The H295R cell line (American Type Culture Collection [ATCC] CRL-218, Manassas, Virginia) is capable of expressing genes that encode for key enzymes required for steroidogenesis (Rainey et al., 1993). Although H295R cells have physiologic characteristics of undifferentiated human fetal adrenal cells, the cells have the ability to produce the steroid hormones found in the adult adrenal cortex and the gonads, which represents a unique in vitro system and allows testing for effects on both corticosteroid synthesis and the production of sex steroid hormones, such as androgens and estrogens (Gazdar et al., 1990). Evaluation of 5α-reductase activity (i.e., the formation of dihydrotestosterone (DHT) from T), however, is specifically excluded for analysis. The assay is performed under standard cell-culture conditions in 24-well plates, and after an acclimation period of 24 hr, cells are exposed for approximately 48 hr to SC, positive control chemicals (forskolin [FOR] or PRO), or multiple concentrations of test chemical in triplicate. In parallel, a QC plate is run with prescribed concentrations of known inducers and inhibitors of hormone production. At the end of the exposure period, the medium is removed from each well for analysis, and cell viability is evaluated immediately. In both laboratories, the concentrations of T and E2 hormones in the medium were measured using liquid chromatography with tandem mass spectroscopy (LC/MS/MS or more specifically, LC-positive atmosphoric pressure photoionization MS/MS [LC/APPI-MS/MS]; Zhang et al., 2009). Because the cells produce a basal level of hormones, both induction and inhibition of steroidogenesis can be measured. Data were expressed as fold change relative to the SC and are based on three independent and acceptable test runs. The first test run may function as a range-finding run with subsequent adjustment of concentrations for runs 2 and 3 if relevant solubility and/or cytotoxicity issues are encountered.

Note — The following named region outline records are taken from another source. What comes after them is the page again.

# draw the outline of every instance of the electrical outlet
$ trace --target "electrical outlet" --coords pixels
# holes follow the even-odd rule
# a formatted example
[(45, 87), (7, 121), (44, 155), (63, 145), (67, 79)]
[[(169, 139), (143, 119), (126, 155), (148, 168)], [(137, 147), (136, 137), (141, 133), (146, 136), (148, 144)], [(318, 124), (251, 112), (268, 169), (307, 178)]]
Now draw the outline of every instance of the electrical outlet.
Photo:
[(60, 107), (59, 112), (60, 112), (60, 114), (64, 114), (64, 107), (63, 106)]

Plating and Preincubation of Cells
H295R cells were cultured following the specific protocol described in the U.S. EPA EDSP guideline OPPTS 890.1550 (Hecker and Giesy, 2008; U.S. EPA, 2009e). In preparation for conducting exposure experiments, H295R cells were cultured for five passages from the original ATCC source cells. Cells from passage number five were cryogenically stored in liquid nitrogen. Cells from these frozen batches were cultured for at least four additional passages before initiation of testing to allow frozen cells to recover (Hecker et al., 2006b). Although divergent from the prescribed passage numbers in the guideline, cells were used for up to 10 passages or beyond if QC criteria were met (see below). For testing, H295R in growth medium (DMEM/F12 Ham) were seeded at a density of 200,000 to 300,000 cells per well in 24-well plates (50–60% confluence) and incubated for 24 hr before treating with test chemicals to allow for attachment and reestablishment of normal cellular morpohology.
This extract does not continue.